The bug museum, which is owned and operated by pest control company Ozane, is housing an invasive pest activity station as part of New Jersey Department of Agriculture’s Forest Pest Outreach Survey Program’s efforts to educate people about invasive pests that can damage trees and forests.
TOMS RIVER, N.J. — New Jersey Secretary of Agriculture Douglas H. Fisher this week unveiled an invasive pest activity station at Insectropolis, an insect learning center in Toms River, as part of the Department of Agriculture’s Forest Pest Outreach Survey Program’s efforts to educate people about invasive pests that can damage trees and forests.
The interactive educational resource, consisting of a computer screen set inside a fabricated tree trunk, is meant to teach people more about invasive pests, what they should look for, how they impact the ecology and environment, and steps to take to prevent them from spreading.

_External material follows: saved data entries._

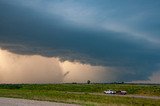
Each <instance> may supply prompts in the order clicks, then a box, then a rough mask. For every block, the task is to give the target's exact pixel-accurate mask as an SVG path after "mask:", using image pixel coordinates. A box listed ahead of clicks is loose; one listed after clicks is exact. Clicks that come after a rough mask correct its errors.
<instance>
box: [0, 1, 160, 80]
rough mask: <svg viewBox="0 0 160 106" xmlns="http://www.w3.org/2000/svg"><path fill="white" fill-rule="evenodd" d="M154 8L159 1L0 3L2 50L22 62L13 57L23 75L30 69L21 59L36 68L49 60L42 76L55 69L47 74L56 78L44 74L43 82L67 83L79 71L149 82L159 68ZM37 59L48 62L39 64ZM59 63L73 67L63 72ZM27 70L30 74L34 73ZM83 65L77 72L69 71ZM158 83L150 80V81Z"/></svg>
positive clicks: (77, 68) (94, 75)
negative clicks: (49, 63)
mask: <svg viewBox="0 0 160 106" xmlns="http://www.w3.org/2000/svg"><path fill="white" fill-rule="evenodd" d="M159 5H160V2H159V1H150V0H141V1H139V0H135V1H130V0H123V1H118V0H115V1H111V0H100V1H97V0H87V1H86V0H79V1H77V0H67V1H66V0H54V1H51V0H45V1H43V0H34V1H31V0H30V1H26V0H14V1H11V0H1V1H0V12H1V14H0V48H1V52H4V51H7V53H11V54H14V55H17V56H19V55H20V57H21V59H22V60H21V59H20V60H19V59H17V58H16V60H15V62H14V63H17V64H22V66H23V70H24V71H23V72H27V70H29V69H27V65H26V64H25V62H24V61H23V58H25V57H26V56H27V57H28V58H30V60H29V61H31V63H28V64H30V65H31V64H44V65H41V68H40V69H43V67H47V68H48V67H50V65H49V66H48V63H50V62H51V61H54V62H53V64H52V67H50V68H51V69H46V73H50V70H52V68H54V67H55V69H56V71H55V72H54V71H51V73H57V76H61V77H60V79H56V78H55V77H54V78H55V79H54V78H53V79H52V78H51V79H48V80H47V78H49V77H47V75H46V76H43V78H42V79H41V80H40V82H43V83H45V82H46V83H47V81H48V83H49V82H52V81H53V82H54V81H55V82H63V81H70V82H72V80H73V79H74V78H76V75H78V72H81V71H82V73H83V70H88V69H92V70H94V73H98V72H99V74H89V73H90V72H88V74H87V76H86V78H87V77H88V76H89V75H90V77H89V78H91V76H92V77H93V80H94V81H96V82H98V81H99V82H107V81H115V80H116V81H136V80H137V81H138V80H150V78H151V76H154V73H157V72H158V70H159V64H160V54H159V52H160V46H159V45H160V36H159V35H160V21H159V19H160V14H159V11H160V7H159ZM17 56H16V57H17ZM13 57H14V56H13ZM14 58H15V57H14ZM34 58H36V59H37V58H38V60H37V61H36V59H34ZM39 59H40V60H41V59H42V60H45V59H47V62H46V61H42V63H38V61H39ZM50 59H51V60H50ZM32 60H33V61H32ZM34 60H35V61H34ZM0 61H1V62H2V63H3V61H2V60H0ZM19 61H20V63H18V62H19ZM76 62H77V63H76ZM62 63H63V64H66V66H67V65H68V66H70V67H72V68H71V69H68V70H66V71H65V72H63V71H62V70H61V68H62V66H63V65H61V66H59V64H62ZM7 64H8V65H10V64H12V63H10V62H7ZM77 64H78V65H77ZM30 65H29V66H30ZM13 67H16V66H13ZM25 67H26V69H25ZM31 67H32V69H30V72H33V73H34V70H39V68H35V69H34V66H32V65H31ZM82 67H85V68H83V70H79V71H78V72H75V73H73V72H72V73H71V71H70V70H73V69H76V68H77V69H81V68H82ZM1 70H2V69H1ZM15 70H16V71H17V70H18V69H16V68H15ZM19 70H20V69H19ZM106 70H107V71H106ZM108 70H110V71H108ZM43 73H44V72H43V71H42V73H41V74H42V75H44V74H43ZM41 74H40V75H37V77H40V76H41ZM64 74H65V75H66V79H65V80H64V78H63V77H64ZM49 75H52V74H49ZM0 76H3V71H1V74H0ZM69 76H70V77H69ZM73 76H75V77H73ZM98 76H102V78H101V77H98ZM110 76H111V77H110ZM10 77H11V76H7V78H10ZM105 77H107V78H105ZM2 78H4V77H2ZM2 78H1V79H2ZM67 78H68V79H67ZM69 78H71V79H69ZM94 78H95V79H94ZM1 79H0V80H1ZM26 79H27V78H26ZM38 79H39V78H38ZM45 79H46V80H45ZM84 79H85V78H84ZM153 79H154V80H153ZM35 80H36V79H34V78H33V80H32V81H35ZM51 80H52V81H51ZM85 80H86V79H85ZM155 80H156V81H155ZM158 80H159V79H157V78H152V81H153V82H159V81H158ZM3 81H4V80H3ZM19 81H20V80H19ZM27 81H28V80H27ZM77 81H79V82H82V81H84V80H83V79H77ZM8 83H9V82H8Z"/></svg>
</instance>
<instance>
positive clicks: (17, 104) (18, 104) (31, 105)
mask: <svg viewBox="0 0 160 106" xmlns="http://www.w3.org/2000/svg"><path fill="white" fill-rule="evenodd" d="M0 106H78V105H75V104H65V103H56V102H46V101H35V100H26V99H15V98H3V97H0Z"/></svg>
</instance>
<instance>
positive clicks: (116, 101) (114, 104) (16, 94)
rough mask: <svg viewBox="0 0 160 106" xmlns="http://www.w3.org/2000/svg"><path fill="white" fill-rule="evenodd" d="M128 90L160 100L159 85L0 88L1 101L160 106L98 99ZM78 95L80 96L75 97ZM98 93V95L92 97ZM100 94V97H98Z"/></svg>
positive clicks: (51, 85) (121, 101) (73, 84)
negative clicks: (107, 92)
mask: <svg viewBox="0 0 160 106" xmlns="http://www.w3.org/2000/svg"><path fill="white" fill-rule="evenodd" d="M107 89H112V90H126V91H127V92H128V93H129V94H137V95H147V96H160V86H159V85H128V84H88V85H87V84H21V85H0V96H1V97H14V98H24V99H34V100H45V101H54V102H65V103H75V104H81V105H89V106H90V105H93V106H94V105H104V106H105V105H106V104H111V106H120V104H121V105H122V106H160V100H153V99H141V98H130V97H112V96H107V95H98V94H99V93H103V91H104V90H107ZM75 92H77V93H75ZM90 93H95V94H90ZM96 93H97V95H96Z"/></svg>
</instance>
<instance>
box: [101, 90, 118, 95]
mask: <svg viewBox="0 0 160 106" xmlns="http://www.w3.org/2000/svg"><path fill="white" fill-rule="evenodd" d="M104 93H105V94H116V91H112V90H108V91H104Z"/></svg>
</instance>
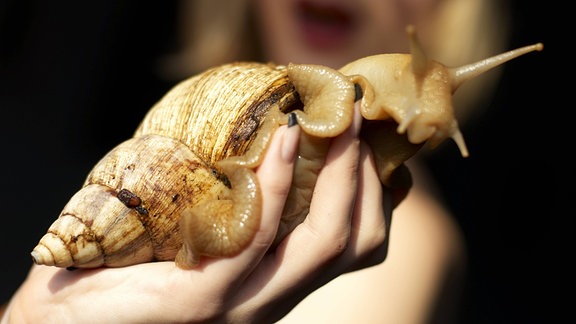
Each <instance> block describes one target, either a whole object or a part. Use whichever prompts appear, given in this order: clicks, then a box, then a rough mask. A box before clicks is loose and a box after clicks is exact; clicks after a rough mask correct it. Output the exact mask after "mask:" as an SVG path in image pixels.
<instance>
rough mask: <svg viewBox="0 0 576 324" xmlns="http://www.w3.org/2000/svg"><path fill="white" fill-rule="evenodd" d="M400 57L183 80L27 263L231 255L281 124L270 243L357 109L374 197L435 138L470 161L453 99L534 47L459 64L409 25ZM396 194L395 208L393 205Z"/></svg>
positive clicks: (148, 259)
mask: <svg viewBox="0 0 576 324" xmlns="http://www.w3.org/2000/svg"><path fill="white" fill-rule="evenodd" d="M407 30H408V35H409V37H410V40H411V42H412V55H410V54H381V55H376V56H371V57H366V58H363V59H360V60H357V61H355V62H352V63H350V64H348V65H346V66H344V67H342V68H341V69H340V70H338V71H336V70H333V69H331V68H328V67H324V66H320V65H297V64H289V65H288V66H275V65H272V64H262V63H254V62H237V63H231V64H226V65H222V66H218V67H215V68H212V69H209V70H207V71H205V72H204V73H202V74H199V75H196V76H193V77H191V78H189V79H187V80H185V81H183V82H181V83H180V84H178V85H176V86H175V87H174V88H173V89H172V90H170V91H169V92H168V93H167V94H166V95H165V96H164V97H163V98H162V99H160V101H159V102H158V103H156V105H154V107H152V109H151V110H150V111H149V112H148V113H147V115H146V116H145V118H144V120H143V121H142V122H141V124H140V126H139V127H138V129H137V130H136V132H135V134H134V136H133V138H131V139H129V140H127V141H125V142H123V143H121V144H119V145H118V146H117V147H115V148H114V149H112V150H111V151H110V152H109V153H108V154H106V155H105V156H104V157H103V158H102V159H101V160H100V161H99V162H98V163H97V164H96V165H95V166H94V168H93V169H92V170H91V172H90V173H89V174H88V176H87V178H86V181H85V182H84V184H83V186H82V188H81V189H80V190H79V191H78V192H77V193H76V194H75V195H74V196H72V197H71V199H70V201H69V202H68V203H67V204H66V206H64V208H63V210H62V212H61V214H60V216H59V217H58V218H57V219H56V221H55V222H54V223H53V224H52V225H51V226H50V228H49V229H48V231H47V233H46V234H45V235H44V236H43V237H42V238H41V239H40V241H39V243H38V245H37V246H36V247H35V248H34V250H33V251H32V253H31V254H32V257H33V260H34V262H35V263H36V264H43V265H48V266H57V267H74V268H94V267H101V266H108V267H120V266H127V265H131V264H137V263H142V262H151V261H162V260H175V262H176V264H177V265H178V266H179V267H181V268H193V267H194V266H196V265H197V264H198V262H199V261H200V258H201V256H208V257H227V256H233V255H235V254H237V253H239V252H240V251H242V249H243V248H245V247H246V245H248V244H249V243H250V241H251V239H252V237H253V235H254V233H255V232H256V231H257V229H258V226H259V222H260V212H261V211H260V208H261V197H260V189H259V185H258V181H257V179H256V177H255V174H254V172H253V169H254V168H255V167H257V166H258V165H259V163H260V162H261V160H262V157H263V155H264V153H265V151H266V147H267V144H268V142H269V139H270V138H271V135H272V134H273V132H274V130H275V129H276V128H277V127H278V126H279V125H280V124H284V123H287V122H288V116H289V115H290V116H292V117H293V118H294V119H295V120H296V121H297V122H298V124H299V125H300V127H301V128H302V130H303V131H302V137H301V140H300V146H299V154H298V156H299V158H298V159H297V161H296V165H295V174H294V178H293V184H292V188H291V192H290V193H289V195H288V199H287V203H286V208H285V210H284V212H283V215H282V220H281V224H280V227H279V230H278V233H277V236H276V240H275V242H274V245H275V244H277V243H278V242H279V241H280V240H282V239H283V238H284V236H285V235H287V234H288V233H289V232H290V231H291V230H292V229H293V228H294V227H296V226H297V225H298V224H299V223H301V222H302V221H303V219H304V218H305V217H306V215H307V212H308V208H309V204H310V199H311V195H312V190H313V187H314V183H315V181H316V176H317V174H318V172H319V171H320V169H321V168H322V165H323V162H324V157H325V154H326V152H327V150H328V146H329V142H330V138H332V137H334V136H337V135H338V134H340V133H342V132H343V131H344V130H346V129H347V128H348V127H349V125H350V123H351V122H352V113H353V107H354V103H355V101H357V100H361V102H360V106H361V112H362V115H363V117H364V118H365V119H366V121H365V123H364V125H363V126H362V136H363V138H364V139H365V140H366V141H367V142H368V143H369V145H370V146H371V148H372V150H373V152H374V156H375V160H376V164H377V168H378V170H379V178H380V181H381V182H382V184H383V186H384V187H385V188H390V189H393V188H395V187H396V186H398V185H399V186H400V187H402V186H404V188H405V189H406V190H408V188H409V185H410V184H409V182H401V183H400V184H398V183H397V179H398V177H397V175H398V174H399V173H401V172H405V171H406V170H405V168H404V167H403V163H404V162H405V161H406V160H407V159H409V158H410V157H411V156H412V155H413V154H414V153H415V152H416V151H417V150H418V149H420V147H421V146H422V145H423V144H424V143H425V142H427V141H428V142H429V143H430V144H432V145H437V144H438V143H440V142H442V141H443V140H445V139H446V138H452V139H454V141H455V142H456V143H457V145H458V147H459V148H460V151H461V153H462V155H463V156H467V155H468V151H467V149H466V146H465V144H464V140H463V138H462V135H461V134H460V131H459V129H458V124H457V122H456V120H455V118H454V113H453V110H452V104H451V95H452V93H453V92H454V91H455V90H456V89H457V88H458V86H459V85H460V84H461V83H462V82H464V81H465V80H467V79H470V78H472V77H474V76H476V75H478V74H480V73H482V72H484V71H487V70H489V69H491V68H493V67H495V66H497V65H499V64H501V63H503V62H505V61H508V60H510V59H512V58H514V57H517V56H520V55H522V54H525V53H528V52H530V51H534V50H541V49H542V44H535V45H532V46H527V47H524V48H520V49H517V50H513V51H510V52H507V53H503V54H500V55H497V56H495V57H492V58H489V59H486V60H483V61H480V62H478V63H474V64H471V65H467V66H463V67H459V68H447V67H445V66H444V65H442V64H440V63H438V62H435V61H432V60H429V59H428V58H426V56H425V55H424V52H423V51H422V50H421V49H420V48H419V44H418V42H417V39H416V35H415V32H414V29H413V28H412V27H411V26H410V27H409V28H408V29H407ZM402 198H403V197H402V196H401V197H399V198H397V199H396V203H398V201H399V200H401V199H402Z"/></svg>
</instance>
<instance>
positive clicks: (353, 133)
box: [350, 101, 362, 137]
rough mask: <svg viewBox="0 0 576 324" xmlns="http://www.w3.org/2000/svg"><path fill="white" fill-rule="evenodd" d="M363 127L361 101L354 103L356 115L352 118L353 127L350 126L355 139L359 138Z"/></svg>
mask: <svg viewBox="0 0 576 324" xmlns="http://www.w3.org/2000/svg"><path fill="white" fill-rule="evenodd" d="M361 126H362V114H361V113H360V101H357V102H356V103H354V114H353V117H352V125H350V132H351V134H352V135H353V136H354V137H358V134H360V128H361Z"/></svg>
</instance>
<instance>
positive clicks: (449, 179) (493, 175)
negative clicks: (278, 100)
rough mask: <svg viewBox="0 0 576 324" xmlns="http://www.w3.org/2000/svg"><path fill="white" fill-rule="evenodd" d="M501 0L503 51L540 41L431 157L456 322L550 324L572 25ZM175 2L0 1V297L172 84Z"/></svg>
mask: <svg viewBox="0 0 576 324" xmlns="http://www.w3.org/2000/svg"><path fill="white" fill-rule="evenodd" d="M509 2H510V5H511V7H512V10H513V11H512V12H513V14H512V21H511V23H512V26H513V35H512V39H511V43H510V45H509V48H516V47H520V46H523V45H527V44H532V43H535V42H539V41H541V42H543V43H544V44H545V49H544V51H543V52H540V53H531V54H528V55H526V56H524V57H522V58H519V59H516V60H514V61H512V62H509V63H507V64H506V65H505V66H504V70H503V72H504V73H503V77H502V80H501V82H500V84H499V86H498V88H497V91H496V94H495V96H494V99H493V100H492V101H490V102H489V103H488V105H489V106H488V107H487V109H486V113H485V114H483V115H482V116H480V117H479V118H477V119H476V120H475V121H474V122H472V123H470V124H469V125H467V127H466V128H465V129H464V130H463V132H464V137H465V138H466V141H467V144H468V147H469V149H470V151H471V156H470V157H469V158H467V159H462V158H461V157H460V155H459V152H458V150H457V148H456V147H455V145H453V143H450V144H449V145H443V146H441V147H440V148H439V149H438V151H437V152H436V154H435V155H433V156H431V157H430V158H429V166H430V168H431V169H432V170H433V172H434V173H435V174H436V175H437V176H438V180H439V181H440V183H441V185H442V189H443V191H442V194H443V195H444V197H445V198H446V201H447V203H448V204H449V206H450V207H451V208H452V211H453V212H454V213H455V214H456V215H457V217H458V222H459V223H460V225H461V227H462V229H463V230H464V233H465V238H466V241H467V244H468V251H469V276H468V280H467V287H466V291H465V295H464V299H463V304H464V307H463V308H462V322H463V323H516V322H521V323H542V322H547V323H550V322H558V321H557V320H559V319H561V318H564V319H567V318H568V317H565V316H567V314H568V311H569V310H571V309H569V308H568V307H571V305H568V304H569V302H570V301H571V300H573V297H571V295H572V293H573V279H572V275H573V269H574V268H573V266H572V265H571V263H572V258H573V255H574V253H573V252H572V250H571V246H573V244H574V233H575V228H574V215H575V212H574V210H573V209H572V208H573V207H574V206H573V205H574V204H573V203H572V201H573V200H574V199H575V198H574V197H573V196H574V190H573V189H572V186H573V182H574V180H575V177H574V164H573V163H572V161H573V159H571V160H569V157H568V155H571V154H573V153H574V152H571V149H572V146H573V139H574V138H575V137H574V135H573V131H574V127H573V126H572V124H573V123H572V122H569V120H570V118H573V117H572V111H573V110H574V108H575V105H574V103H573V101H571V100H569V98H570V97H569V96H570V95H572V94H573V93H574V92H575V91H574V90H573V89H570V88H569V87H568V85H574V81H573V80H572V78H573V77H574V74H573V71H574V69H573V68H572V67H571V63H570V62H571V61H570V60H569V59H568V54H566V55H563V54H562V53H567V52H568V49H569V48H570V47H571V45H570V42H571V41H572V40H571V38H572V37H571V36H572V34H569V32H572V31H571V30H570V29H569V28H568V25H569V20H563V19H562V18H561V16H562V11H563V10H562V9H561V8H559V9H556V8H550V6H548V5H536V4H534V3H533V2H535V1H531V2H528V1H520V0H518V1H509ZM176 3H177V2H176V1H166V0H165V1H162V2H161V5H160V2H156V4H155V5H152V4H149V3H148V2H147V1H135V0H131V1H130V0H122V1H120V0H116V1H111V0H100V1H64V2H60V1H58V2H56V1H39V0H36V1H34V0H26V1H24V0H0V140H1V141H2V146H1V152H2V153H1V158H0V163H1V164H0V172H1V177H0V179H1V183H0V184H1V188H2V189H1V191H0V193H1V194H0V217H2V222H1V223H0V224H1V225H0V249H1V254H0V259H1V262H2V263H1V267H0V302H4V301H7V300H8V299H9V297H10V296H11V294H12V293H13V292H14V291H15V290H16V288H17V287H18V285H19V284H20V283H21V282H22V280H24V278H25V276H26V273H27V270H28V268H29V266H30V265H31V259H30V255H29V253H30V251H31V249H32V248H33V247H34V246H35V245H36V243H37V241H38V239H39V238H40V237H41V236H42V235H43V234H44V233H45V231H46V229H47V228H48V226H49V225H50V224H51V223H52V222H53V220H54V219H55V217H57V215H58V214H59V212H60V210H61V209H62V207H63V206H64V204H65V203H66V202H67V201H68V199H69V198H70V196H71V195H72V194H73V193H75V192H76V191H77V190H78V188H79V187H80V185H81V183H82V182H83V180H84V177H85V176H86V175H87V173H88V172H89V170H90V168H91V167H92V166H93V165H94V164H95V163H96V162H97V161H98V160H99V159H100V158H101V157H102V156H103V155H104V154H105V153H106V152H107V151H108V150H110V149H111V148H113V147H114V146H115V145H116V144H118V143H120V142H121V141H123V140H125V139H127V138H129V137H130V136H131V135H132V133H133V131H134V129H135V128H136V126H137V124H138V123H139V121H140V120H141V119H142V117H143V116H144V113H145V112H146V111H147V110H148V109H149V108H150V106H151V105H152V104H153V103H154V102H155V101H156V100H157V99H159V98H160V96H161V95H162V94H163V93H164V92H165V91H167V90H168V89H169V88H170V86H171V85H172V83H173V81H170V80H165V79H162V78H160V77H159V75H158V74H157V65H158V59H159V58H161V57H162V56H163V55H165V54H167V53H170V52H171V51H173V50H174V48H175V40H174V34H175V29H174V28H175V26H173V24H172V22H173V21H174V20H175V14H176ZM564 10H566V9H564ZM486 23H490V22H486ZM561 37H563V38H564V41H560V38H561ZM572 56H573V55H572ZM572 317H573V316H572Z"/></svg>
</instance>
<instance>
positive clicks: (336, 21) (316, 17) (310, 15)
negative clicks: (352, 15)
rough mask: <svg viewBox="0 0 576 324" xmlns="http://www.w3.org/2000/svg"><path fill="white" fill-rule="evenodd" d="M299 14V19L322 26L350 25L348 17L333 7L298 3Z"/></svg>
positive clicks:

It also points out the differences between damaging invasive pests and beneficial invasives. “Insectropolis offers a terrific venue to reach large numbers of people who can act as scouts for these damaging and dangerous forest pests,” said Secretary Fisher. “The faster we know of an infestation, the better chance we have of preventing tree damage.”
The activity station was a cooperative effort between the Department of Agriculture, the U.S. Department of Agriculture (USDA) Animal Plant Health Inspection Service Plant Pest Quarantine and Insectropolis.
The Insectropolis is a bug museum located on Route 9 in Toms River, NJ, that is owned and operated by pest control company Ozane.